Les tortues de Floride : un fléau pour les pêcheurs du Vaucluse
Les tortues de Floride, reconnues comme une espèce exotique envahissante, posent un problème croissant dans certains étangs du Vaucluse. Lorsqu’elles sont accidentellement pêchées, il est interdit de les relâcher ou de les transporter, poussant ainsi les pêcheurs à les éliminer souvent de manière brutale.
À l’étang des Bosquets, à Sérignan-du-Comtat, plus d’une vingtaine de ces tortues vivent actuellement. Introduites en France dans les années 1990 pour le marché des animaux de compagnie, elles ont été abandonnées par de nombreux propriétaires au fur et à me de leur croissance, atteignant parfois plus de 20 centimètres. Jules Theobald, garde-pêche local, explique que l’espèce s’est bien adaptée à son nouvel environnement, devenant rapidement envahissante : « Cette année, leur population a explosé car elles se sont reproduites sans prédateurs naturels. »
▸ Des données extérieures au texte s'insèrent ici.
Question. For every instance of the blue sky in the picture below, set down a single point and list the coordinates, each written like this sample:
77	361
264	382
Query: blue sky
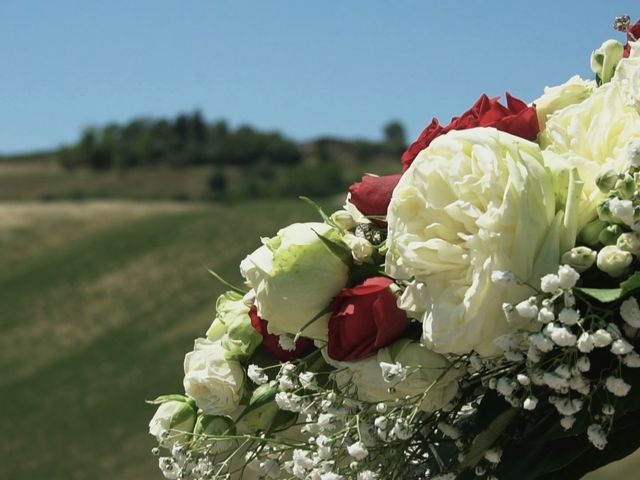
308	68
Cette surpopulation engendre des déséquilibres écologiques, car ces tortues consomment des insectes, des petits poissons et des amphibiens, mettant en péril les autres espèces présentes. Par ailleurs, elles peuvent être porteuses de maladies, notamment la salmonelle.
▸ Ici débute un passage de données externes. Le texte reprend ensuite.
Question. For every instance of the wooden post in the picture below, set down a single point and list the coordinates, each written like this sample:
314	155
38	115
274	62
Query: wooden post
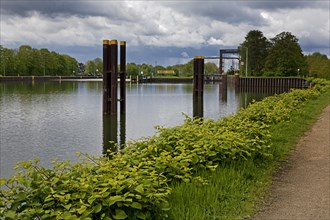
106	77
114	75
224	87
198	86
122	77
En France, la réglementation est stricte : les pêcheurs ne peuvent pas relâcher ces tortues, ce qui les contraint à les tuer. Jules Theobald souligne que certaines méthodes utilisées sont inacceptables : « J’en ai vu d’autres les lancer sur des rochers, c’est quelque chose que je ne cautionne pas. » Il préconise plutôt la congélation, une méthode jugée moins douloureuse.
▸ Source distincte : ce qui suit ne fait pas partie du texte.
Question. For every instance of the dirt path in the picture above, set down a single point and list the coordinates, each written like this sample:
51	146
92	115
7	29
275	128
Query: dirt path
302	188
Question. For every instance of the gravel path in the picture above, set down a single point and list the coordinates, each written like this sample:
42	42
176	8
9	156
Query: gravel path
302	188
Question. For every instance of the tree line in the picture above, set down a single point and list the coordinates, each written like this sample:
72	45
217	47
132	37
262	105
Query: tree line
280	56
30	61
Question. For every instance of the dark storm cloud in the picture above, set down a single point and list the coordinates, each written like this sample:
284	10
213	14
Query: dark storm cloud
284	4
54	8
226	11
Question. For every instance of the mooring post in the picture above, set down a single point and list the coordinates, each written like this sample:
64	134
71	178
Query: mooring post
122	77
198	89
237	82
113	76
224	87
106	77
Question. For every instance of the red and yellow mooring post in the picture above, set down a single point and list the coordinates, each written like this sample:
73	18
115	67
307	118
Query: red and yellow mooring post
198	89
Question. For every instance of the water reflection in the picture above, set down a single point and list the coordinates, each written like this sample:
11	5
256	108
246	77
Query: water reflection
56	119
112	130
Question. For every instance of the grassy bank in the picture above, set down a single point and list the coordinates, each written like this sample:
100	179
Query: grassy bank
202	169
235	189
L’Office français de la biodiversité (OFB) a été contacté par les pêcheurs, mais a conseillé de congeler les tortues, en raison de leur saturation. L’OFB n’a pas répondu aux sollicitations pour des solutions alternatives. Sur son site, l’organisme rappelle que 60 % des extinctions d’espèces sont liées aux espèces exotiques envahissantes.
La situation actuelle est encore gérable, mais les craintes d’une invasion incontrôlable, semblable à celle des écrevisses de Louisiane, persistent. Les pêcheurs espèrent une intervention plus efficace des autorités pour gérer ce problème croissant.